BloguesAndré Mondoux

Michelle Blanc et la déchéance des médias sociaux-marketing

Soubresauts multiples aujourd’hui, alors que la « gourou » autoproclamée des médias sociaux-marketing, Michelle Blanc, s’est fait remarquer avec une salve de tweets dénonçant les contestations étudiante et populaire ; y allant dans la facilité de pratiques douteuses, comme des citations hors contexte et/ou mal comprises, et des propos qui avaient un pied dans les eaux froides de l’arrogance et du mépris. What the fuck, girl ?

Il est pour le moins étonnant qu’une adepte des médias sociaux, qui a prôné l’innovation et le changement radical des pratiques communicationnelles, se refuse radicalement à reconnaître le changement sociopolitique. Doit-on comprendre qu’il y aurait un « bon » changement et un « mauvais » ? Répondre à ces questions revient à cerner et à définir les différences entre médias sociaux et médias sociaux-marketing.

Comment en effet expliquer le troublant silence de madame Blanc au sujet de la spectaculaire démonstration actuelle de l’utilisation des médias sociaux ? Jamais, jusqu’à présent, de Twitter à Facebook en passant par la télévision communautaire CUTV, on n’aura autant senti l’influence des médias sociaux.

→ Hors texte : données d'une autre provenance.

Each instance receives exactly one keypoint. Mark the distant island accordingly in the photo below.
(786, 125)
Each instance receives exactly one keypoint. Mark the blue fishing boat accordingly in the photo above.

Aucun référencement de madame Blanc sur les tendances et nouveaux usages en cours ; silence radio total. Au moment où la Sphère s’active comme jamais, le phénomène médiatique ne mérite pas le regard de l’adepte. Pourquoi ? C’est que le social, pour les médias sociaux-marketing, c’est d’abord et avant tout un public-cible ; c’est-à-dire une vaste communauté où tous partagent les mêmes valeurs, assurant ainsi l’optimisation des ventes. Ici, le politique et l’idéologie n’ont pas droit de cité. Le social, avec les médias sociaux-marketing, c’est d’abord et avant tout une machine cybernétique pleinement vouée à son plein rendement. Individuellement, anything goes, on fait tout ce que l’on veut, mais collectivement, nous serions tous régis par l’impératif d’aller tous dans le même sens de la pleine production. Ici, la main invisible de Smith se fait fourmilière, ruche ou banc de poissons ; une sorte d’autorégulation naturelle donc incontestable, hors de notre volonté. Individuellement nous serions tous « empowered », mais collectivement, nous aurions jeté les clés de la voiture dans le lac.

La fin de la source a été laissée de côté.